Despite boasting a large userbase, CEO Evan Spiegel couldn’t quite monetize Snapchat like he wanted to, and investors were more than happy to voice their displeasure by dumping the stock.
Almost two years after opening for trading at $24.00 per share, SNAP dropped all the way down to $4.82 – the stock’s all-time low. Since then, SNAP’s recovered, enjoying a very positive 2019.
But over the last three months, SNAP started to sell-off again, until it rebounded two weeks ago. Now, it sits at a highly promising crossroads, signaling to bulls that a new yearly high is within reach.

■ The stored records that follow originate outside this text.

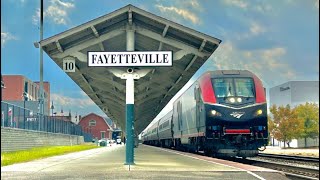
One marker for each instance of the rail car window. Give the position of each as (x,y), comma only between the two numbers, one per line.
(223,87)
(244,87)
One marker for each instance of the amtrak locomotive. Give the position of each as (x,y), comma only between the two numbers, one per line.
(223,113)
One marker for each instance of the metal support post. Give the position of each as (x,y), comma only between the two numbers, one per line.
(129,118)
(129,100)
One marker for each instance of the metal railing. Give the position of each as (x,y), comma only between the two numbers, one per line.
(17,117)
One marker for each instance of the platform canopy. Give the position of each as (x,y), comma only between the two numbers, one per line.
(152,33)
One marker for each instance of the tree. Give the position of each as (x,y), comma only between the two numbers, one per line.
(286,124)
(309,114)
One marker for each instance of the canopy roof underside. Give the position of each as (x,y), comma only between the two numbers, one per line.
(152,33)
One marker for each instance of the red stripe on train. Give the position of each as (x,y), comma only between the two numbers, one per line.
(237,131)
(260,93)
(207,92)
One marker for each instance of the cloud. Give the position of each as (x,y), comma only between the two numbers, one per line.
(57,12)
(5,37)
(184,13)
(237,3)
(269,64)
(254,29)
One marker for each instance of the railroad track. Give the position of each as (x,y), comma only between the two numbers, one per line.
(292,158)
(291,171)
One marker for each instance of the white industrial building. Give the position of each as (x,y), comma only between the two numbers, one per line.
(295,93)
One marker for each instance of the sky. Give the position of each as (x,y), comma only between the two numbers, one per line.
(277,40)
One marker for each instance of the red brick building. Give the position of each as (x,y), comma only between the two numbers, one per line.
(96,125)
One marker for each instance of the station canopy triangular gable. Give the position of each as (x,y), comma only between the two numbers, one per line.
(152,33)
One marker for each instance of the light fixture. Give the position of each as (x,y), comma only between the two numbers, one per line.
(232,100)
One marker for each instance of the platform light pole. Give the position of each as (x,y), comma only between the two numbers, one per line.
(25,98)
(52,108)
(38,45)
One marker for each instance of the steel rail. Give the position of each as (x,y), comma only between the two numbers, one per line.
(288,157)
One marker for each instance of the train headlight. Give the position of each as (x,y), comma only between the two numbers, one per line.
(215,113)
(259,112)
(232,100)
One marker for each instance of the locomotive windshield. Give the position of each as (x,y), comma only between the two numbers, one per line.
(226,87)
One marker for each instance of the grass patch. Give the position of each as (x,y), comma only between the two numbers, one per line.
(8,158)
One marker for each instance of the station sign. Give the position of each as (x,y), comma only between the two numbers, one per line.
(129,58)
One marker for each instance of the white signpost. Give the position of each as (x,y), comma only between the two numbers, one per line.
(130,58)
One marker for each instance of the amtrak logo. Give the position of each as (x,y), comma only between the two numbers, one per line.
(237,114)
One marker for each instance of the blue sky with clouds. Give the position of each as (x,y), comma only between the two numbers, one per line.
(277,40)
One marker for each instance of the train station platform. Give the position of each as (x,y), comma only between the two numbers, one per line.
(150,163)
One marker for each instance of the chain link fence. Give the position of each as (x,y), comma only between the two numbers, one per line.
(17,117)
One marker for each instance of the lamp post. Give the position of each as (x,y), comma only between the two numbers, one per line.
(25,98)
(52,108)
(2,114)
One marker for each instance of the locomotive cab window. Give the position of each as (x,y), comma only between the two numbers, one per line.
(234,90)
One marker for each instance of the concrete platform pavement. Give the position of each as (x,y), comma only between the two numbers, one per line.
(151,163)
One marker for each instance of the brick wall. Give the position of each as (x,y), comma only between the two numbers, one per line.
(19,139)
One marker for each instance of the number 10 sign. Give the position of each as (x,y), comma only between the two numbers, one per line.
(69,64)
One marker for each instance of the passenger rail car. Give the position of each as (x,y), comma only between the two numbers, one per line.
(223,113)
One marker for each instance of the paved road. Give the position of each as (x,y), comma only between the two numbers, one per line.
(108,163)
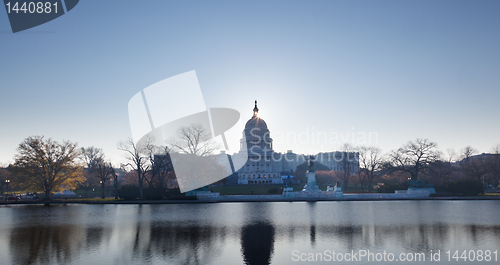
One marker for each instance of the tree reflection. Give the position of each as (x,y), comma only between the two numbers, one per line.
(179,243)
(257,243)
(44,244)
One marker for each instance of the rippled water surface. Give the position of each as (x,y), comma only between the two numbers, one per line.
(244,233)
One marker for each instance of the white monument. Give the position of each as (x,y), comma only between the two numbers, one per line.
(311,185)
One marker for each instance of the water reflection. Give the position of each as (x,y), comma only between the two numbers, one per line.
(232,233)
(257,243)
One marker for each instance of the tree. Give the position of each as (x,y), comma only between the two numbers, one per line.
(348,163)
(370,162)
(4,175)
(161,167)
(44,164)
(194,140)
(103,171)
(413,157)
(473,166)
(91,157)
(137,161)
(494,163)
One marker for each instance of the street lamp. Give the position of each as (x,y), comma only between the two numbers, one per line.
(102,188)
(7,181)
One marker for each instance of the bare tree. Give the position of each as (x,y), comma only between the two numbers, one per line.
(472,165)
(91,156)
(47,165)
(494,163)
(370,162)
(161,166)
(4,175)
(194,140)
(103,170)
(137,161)
(413,157)
(348,163)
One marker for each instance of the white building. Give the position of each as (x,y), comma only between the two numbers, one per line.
(264,166)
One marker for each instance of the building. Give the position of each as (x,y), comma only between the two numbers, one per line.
(264,166)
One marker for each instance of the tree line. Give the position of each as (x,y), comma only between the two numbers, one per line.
(43,164)
(421,160)
(46,165)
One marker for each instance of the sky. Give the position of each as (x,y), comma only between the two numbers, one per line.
(394,70)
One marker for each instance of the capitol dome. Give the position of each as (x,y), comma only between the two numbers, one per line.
(256,135)
(256,121)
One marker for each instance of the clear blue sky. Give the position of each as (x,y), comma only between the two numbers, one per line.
(402,69)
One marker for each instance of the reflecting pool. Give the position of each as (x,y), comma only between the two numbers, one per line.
(250,233)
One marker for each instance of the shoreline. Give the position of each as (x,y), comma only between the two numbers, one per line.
(233,200)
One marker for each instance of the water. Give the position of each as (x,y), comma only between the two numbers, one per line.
(245,233)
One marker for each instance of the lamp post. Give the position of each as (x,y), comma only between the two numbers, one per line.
(7,181)
(102,188)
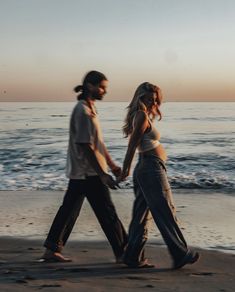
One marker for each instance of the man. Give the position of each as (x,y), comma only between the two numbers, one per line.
(87,163)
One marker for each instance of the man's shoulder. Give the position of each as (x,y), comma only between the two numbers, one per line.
(82,108)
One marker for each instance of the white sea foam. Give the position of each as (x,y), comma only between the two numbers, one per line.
(200,141)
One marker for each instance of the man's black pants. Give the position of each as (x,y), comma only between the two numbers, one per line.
(99,198)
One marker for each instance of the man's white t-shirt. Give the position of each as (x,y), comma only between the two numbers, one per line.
(84,128)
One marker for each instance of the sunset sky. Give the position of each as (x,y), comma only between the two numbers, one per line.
(185,47)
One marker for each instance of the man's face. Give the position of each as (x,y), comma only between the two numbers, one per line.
(98,91)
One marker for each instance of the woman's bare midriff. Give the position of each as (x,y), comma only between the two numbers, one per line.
(159,151)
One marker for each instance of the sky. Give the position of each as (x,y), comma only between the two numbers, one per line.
(185,47)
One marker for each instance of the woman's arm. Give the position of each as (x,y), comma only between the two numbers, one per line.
(140,126)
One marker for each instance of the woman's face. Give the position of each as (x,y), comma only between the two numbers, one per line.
(98,91)
(150,100)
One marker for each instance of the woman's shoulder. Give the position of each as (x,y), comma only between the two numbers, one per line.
(141,115)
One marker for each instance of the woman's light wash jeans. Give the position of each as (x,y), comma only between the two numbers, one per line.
(153,194)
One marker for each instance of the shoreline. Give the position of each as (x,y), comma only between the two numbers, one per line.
(206,219)
(93,269)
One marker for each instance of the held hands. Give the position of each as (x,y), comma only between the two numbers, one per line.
(123,176)
(109,181)
(116,170)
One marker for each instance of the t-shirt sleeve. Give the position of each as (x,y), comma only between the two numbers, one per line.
(84,128)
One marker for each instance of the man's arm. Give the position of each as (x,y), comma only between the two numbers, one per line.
(92,159)
(116,170)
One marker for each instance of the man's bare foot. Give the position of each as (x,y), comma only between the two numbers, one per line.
(51,256)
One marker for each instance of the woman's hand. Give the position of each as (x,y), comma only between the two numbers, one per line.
(123,176)
(116,170)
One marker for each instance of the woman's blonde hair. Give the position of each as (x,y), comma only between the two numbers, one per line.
(138,105)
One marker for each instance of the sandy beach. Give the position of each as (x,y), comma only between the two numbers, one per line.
(207,221)
(93,269)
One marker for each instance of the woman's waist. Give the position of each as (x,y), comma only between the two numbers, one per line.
(157,152)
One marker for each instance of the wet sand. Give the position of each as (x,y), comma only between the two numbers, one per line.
(207,220)
(93,269)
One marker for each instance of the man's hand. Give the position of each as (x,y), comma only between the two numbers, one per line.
(116,170)
(109,181)
(123,176)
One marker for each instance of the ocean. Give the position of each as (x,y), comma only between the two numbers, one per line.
(199,139)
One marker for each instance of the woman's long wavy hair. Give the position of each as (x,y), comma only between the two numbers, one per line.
(92,77)
(137,104)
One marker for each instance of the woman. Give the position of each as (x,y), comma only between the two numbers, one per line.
(151,187)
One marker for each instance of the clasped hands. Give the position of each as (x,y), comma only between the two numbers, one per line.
(108,179)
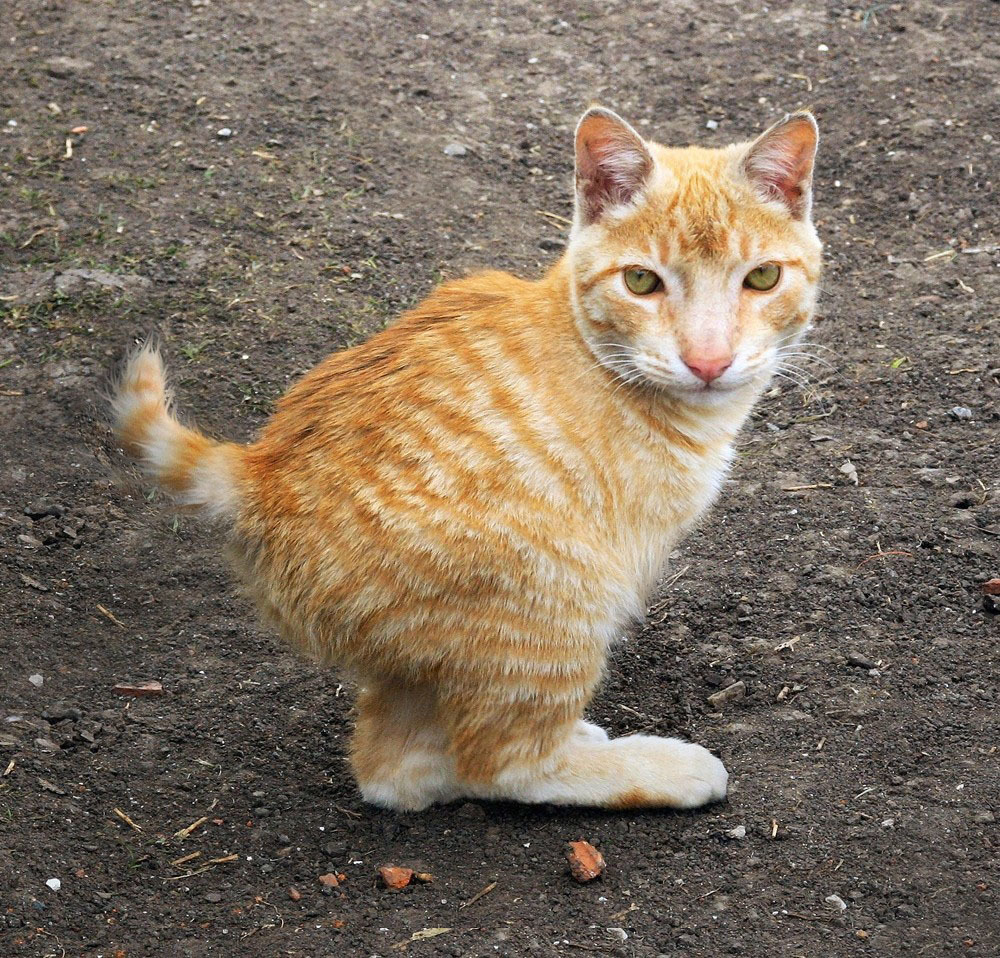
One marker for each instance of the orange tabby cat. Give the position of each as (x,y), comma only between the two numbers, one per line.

In the weekly candlestick chart above, you can see that SNAP is on a solid uptrend. Yes, there have been a few hiccups along the way, but for the most part, shareholders who bought in January have little to complain about – besides the September/October dip, of course.
And after hitting the lower Bollinger Band last week, SNAP appears ready to rebound. The 50-week moving average is trending upwards, and the current weekly candlestick is trading above the last three candle bodies. The stochastics, despite this week’s gains, are very low as well.
If SNAP closes out the current week at around the same price level, it might make sense to go long at $15.11, a little higher than the weekly high. The company already reported earnings on October 22nd (beating analyst estimates), meaning that there probably won’t be any surprise jumps in the near future.
So, for the rest of the week, keep an eye on SNAP to see where it closes. If it doesn’t completely take off (or crumble) over the next two days, a highly profitable trade could be waiting for us on the other side of resistance, in what’s looking like a robust bullish continuation.